I love to eat out, go to the movies, avoid cooking, buy new baubles to craft with, you name it. Almost everything I do involves spending some money, I have noticed.
I have noticed this because without having as much money in my checking account, it seems my options are quite limited. They are limited, if my favorite thing is spending money, which it appears to be!!
This is surprising. I didn't think I was that spendy. But I am. I'm very spendy. Without money in my pocket, I don't want to go much of anywhere. There's no adventure in it; no money to spend, no good time to be had.
So I am finding ways to be content at home. I'm reading books from the library. I'm cooking and in fact, cooking well. Hubby is really happy with my progress in Pakistani cooking.
My knife skills are improving. I'm working on my for-profit blog, http://lesscookingstuff.blogspot.com. I put videos and pictures on it. I cross-link it like mad and visit other cooking blogs, where I make comments. I'm hoping someone will click on some of the ads that I have on the blog, or perhaps order something from Amazon.
On Sunday, Mother's Day, we are having my mom and sister over. I pray that it goes well. I am looking forward to it and at the same time in fear of it. My sister's still crazy and so am I, and so is Deirdre.
I'm still in school. I don't "love" school anymore though, hahaha, now it's more like a job. I'm considering getting a part time job and working part time. The Reader has contacted me about a part time opportunity they may have coming up. I'm considering going for it.

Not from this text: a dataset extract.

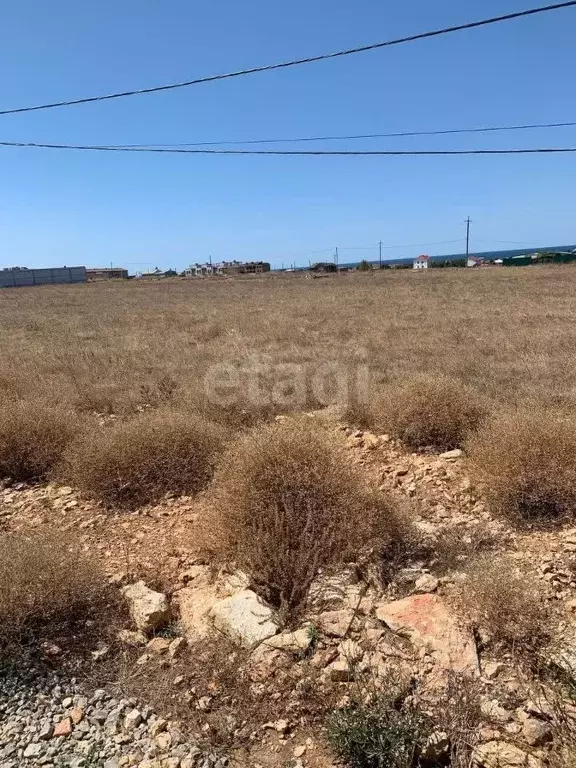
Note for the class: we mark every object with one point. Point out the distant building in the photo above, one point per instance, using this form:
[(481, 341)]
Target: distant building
[(474, 261), (15, 277), (324, 266), (227, 268), (156, 274), (107, 273), (421, 262)]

And, finally, I want to take this blog public again. So I'm going through old posts and editing them. There are over 800 entries, can you believe that? Going through these old posts is helpful to me...I see that I'm not as pathetic as I thought I was. Sometimes I cuss a blue streak, but my reasoning and stuff actually doesn't seem too bad. I don't seem half as crazy as I actually was. :)
Lately it seems I am becoming more and more like a nice Pakistani wife. My main goal each day is to see what I can do today to strengthen my marriage. What can I do to make my husband feel loved and appreciated? Usually, the answer is "make something super good for dinner" and fix rotis to go with it. I wish all answers were that simple. :) I've even changed the way I clean my rear-end. Toilet paper is not a popular product in Pakistan; most people clean themselves with water. Now I don't feel clean if I go potty at a public place and can't use water. My friend Jeannie says that is very Muslim. hahahahaha.
But this dress I'm wearing sure isn't. There's boobage everywhere. And bare arms too. I look damn good though. :) So who cares? Hubby keeps making remarks, with a chuckle and a laugh, about how my "mummas" are making sad men happy. We laugh about it. We think it's really funny.
This October will be anniversary number 2. I feel like I've been married forever. Not sure if this is good or bad? I dunno. But I sure feel happy today about my marriage.
Munchkin appears to be entering puberty. This is quite scary. I thought I saw an armpit hair yesterday. And I thought I noticed her developing...ummm...chest appendages. Pray for us, will ya?